ORUÇ TUTMAMA VE ORUCU BOZMAYLA İLGİLİ HÜKÜMLER

ORUÇ TUTMAMA VE ORUCU BOZMAYLA İLGİLİ HÜKÜMLER

İslâm âlimleri, oruçla yükümlü kişinin dinen geçerli bir mazereti olmaksızın ramazan orucunu zamanında tutmaması halinde günahkâr olacağı ve zimmetinde borç olarak kalan bu orucu ilk fırsatta kazâ etmesi gerektiği hususunda fikir birliği içindedir. Öte yandan özürsüz olarak orucunu zamanında tutmayan kişinin öncelikle bundan dolayı samimi bir pişmanlık duyup Allah’tan bağışlanmayı dilemesi gerekir. Zira Hz. Peygamber’in özürsüz olarak orucunu zamanında tutmayan kişinin hayatının kalan kısmını oruçlu da geçirse onu telâfi edemeyeceğine dair ifadesi, bu vecîbenin belirlenen vakitte yerine getirilmesinin ne kadar önemli olduğu ve nasıl olsa daha sonra kazâ edilebileceği şeklinde bir rehavete kapılmamak gerektiği yönünde bir uyarı anlamı taşıdığı gibi sırf kazânın veya kazâ ve kefâretin yeterli olmayıp ayrıca tövbe etmek gerektiğini göstermektedir. Muayyen bir vakitte tutulması adanıp zamanında tutulmamış nezir orucunun da ilk fırsatta tutulması gerekir.

ORUÇ TUTMAMA VE ORUCU BOZMAYLA İLGİLİ HÜKÜMLER

Başlanmış farz veya vâcip bir orucu dinen geçerli bir mazeret olmaksızın bozmak da günah olup ramazan orucunun edasında duruma göre kazâ veya kazâ ile birlikte kefâret gerekir. Ramazan orucunun edası dışındaki farz veya vacip bir oruç mazerete binaen veya mazeretsiz bozulursa zimmetteki borç düşmediğinden başka bir zamanda tutulması yine farz veya vâciptir.
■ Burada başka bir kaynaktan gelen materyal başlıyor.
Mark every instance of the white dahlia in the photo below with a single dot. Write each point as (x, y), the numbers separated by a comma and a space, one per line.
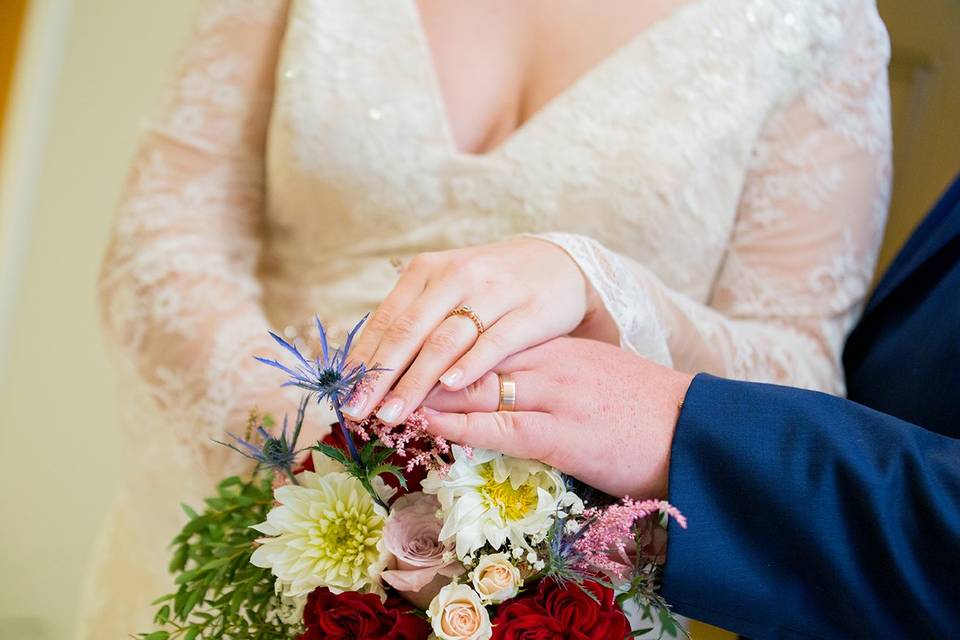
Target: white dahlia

ORUÇ TUTMAMA VE ORUCU BOZMAYLA İLGİLİ HÜKÜMLER

Meşrû bir gerekçeye dayanarak ramazan gününde oruç tutmayan kişinin kendisini oruçlu gibi göstermesi gerekli olmamakla beraber özellikle ramazan ayına ve oruçlulara saygı bakımından açıktan yiyip içmemesi İslâmî âdâba uygun görülmüştür. Gün içinde bu durum ortadan kalkarsa, meselâ âdet gören kadın temizlenir, hasta iyileşir, seferî olanın yolculuk hali sona ererse o günü oruç yasaklarından kaçınarak geçirmesi vâciptir, ancak buna uymaması dinî bir yükümlülük getirmez, sadece o günü kazâ etmekle mükelleftir; Şâfiîler buna uymayı sünnet veya müstehap olarak nitelemişlerdir. Orucu ister kazâ ile birlikte kefâret isterse yalnız kazâ gerektirecek şekilde bozulan kimsenin de dört mezhebe göre iftar vaktine kadar oruç yasaklarına uyması gerekir.